Think of Third World debt as if it were a pounds 60,000 mortgage on your house. Then suppose you were made redundant and could find only a much lower paid job (which is the equivalent of what has happened to poor nations thanks to the steady fall in commodity prices). Your building society might then say "OK, just pay half your previous mortgage payments for the time being". With a struggle you can manage, though it means less fresh fruit for the kids, and certainly no new shoes. In effect you would be servicing the debt on pounds 30,000 while the lender set the other half of your loan on one side, where it would accrue extra interest until you got a good job again.

But suppose you can't find one? Even if the building society generously announces it will write off the extra accrued interest, what difference does it make to your monthly family budget? Answer: none at all. Your paper debt has changed. But your real income and outgoings are the same. There would be no more money for more food or shoes for the kids each month.

This is what Africa is this week being offered. What makes debt a moral issue is that children are dying directly because of our foot-dragging. In a village in rural Zambia I came across the parents of an eight-month- old baby who had developed malaria. Once the hospital was free but now it took her parents two days to raise the 3,000 kwacha for hospital fees. Eventually they collected it by going round relatives and friends and then walked for three hours to the hospital. The father raced ahead and was standing at the hospital gate, with a medic, as his wife arrived carrying the tiny baby. The child died in her mother's arms at the hospital gate. Three thousand kwacha is 74p.

That was one child: another 11,000 die every day from easily preventable poverty-related diseases in the heavily indebted countries. Yet they almost all spend more servicing debt than they do on primary health care and education combined.

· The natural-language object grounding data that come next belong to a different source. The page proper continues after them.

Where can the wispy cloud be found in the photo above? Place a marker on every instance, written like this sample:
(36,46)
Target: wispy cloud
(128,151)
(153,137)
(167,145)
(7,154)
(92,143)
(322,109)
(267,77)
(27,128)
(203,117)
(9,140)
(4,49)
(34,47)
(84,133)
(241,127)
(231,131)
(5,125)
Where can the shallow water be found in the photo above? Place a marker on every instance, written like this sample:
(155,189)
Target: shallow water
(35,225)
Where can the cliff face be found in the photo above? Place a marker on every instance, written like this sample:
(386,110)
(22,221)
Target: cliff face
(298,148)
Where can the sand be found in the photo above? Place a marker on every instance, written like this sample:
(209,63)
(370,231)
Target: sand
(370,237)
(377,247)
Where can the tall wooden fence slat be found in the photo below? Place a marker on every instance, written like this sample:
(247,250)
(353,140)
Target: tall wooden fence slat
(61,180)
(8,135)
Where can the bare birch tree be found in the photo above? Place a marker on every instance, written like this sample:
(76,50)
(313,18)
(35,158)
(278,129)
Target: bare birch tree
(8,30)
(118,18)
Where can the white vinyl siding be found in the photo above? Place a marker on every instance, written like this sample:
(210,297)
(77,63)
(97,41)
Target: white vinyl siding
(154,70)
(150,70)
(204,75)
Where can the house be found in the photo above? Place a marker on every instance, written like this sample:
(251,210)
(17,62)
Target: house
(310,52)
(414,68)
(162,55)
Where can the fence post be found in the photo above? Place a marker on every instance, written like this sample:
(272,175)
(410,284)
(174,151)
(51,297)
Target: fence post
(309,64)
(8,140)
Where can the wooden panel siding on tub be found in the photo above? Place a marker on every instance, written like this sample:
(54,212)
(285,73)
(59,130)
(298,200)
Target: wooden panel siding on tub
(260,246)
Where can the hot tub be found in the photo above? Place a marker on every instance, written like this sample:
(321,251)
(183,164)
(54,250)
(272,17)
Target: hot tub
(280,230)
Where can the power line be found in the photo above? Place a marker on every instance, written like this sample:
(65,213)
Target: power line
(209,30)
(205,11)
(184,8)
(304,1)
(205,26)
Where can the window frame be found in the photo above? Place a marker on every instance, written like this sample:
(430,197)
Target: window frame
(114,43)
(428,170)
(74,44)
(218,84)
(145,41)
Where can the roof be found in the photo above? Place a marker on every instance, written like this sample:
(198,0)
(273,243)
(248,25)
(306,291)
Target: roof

Nothing will change for Alice so long as financial data are the G8's sole yardsticks. Instead of calibrating "debt-export sustainability thresholds" we should be monitoring the impact of debt on children. But the sad truth is that the G8 is more concerned with rearranging the books to balance the bottom line in their national budgets.

Whatever the politicians' PRs say, Alice will not be better off until money is diverted directly from debt repayments into health and education - with strict conditions to avoid the cash going on arms or into some corrupt leader's bank account.

There was something else about Alice. There are many people to blame for the debt - Western monetarists, reckless banks, corrupt African leaders - but the one person not to blame was this ordinary woman in her shabby shanty. That is why debt is not a charity issue, but a justice one. Yet despite all this, despite the lamentable way in which her fellow human beings failed Alice, every day she proudly put on her uniform and went to work in a feeding programme for 185 of the area's most malnourished children. There was no pay. But just because others had not kept their side of the bargain was no excuse for Alice. She did what was her duty.

I thought of Alice last week on Waterloo Bridge. I thought of her again yesterday outside the G8 meeting in Cologne. And if Tony Blair does not show the same moral indignation and resolve on debt that he showed over the situation in Kosovo, I will carry on thinking of her as I turn up, along with all of the others, to protest somewhere else. Alice will not give up. And neither will I.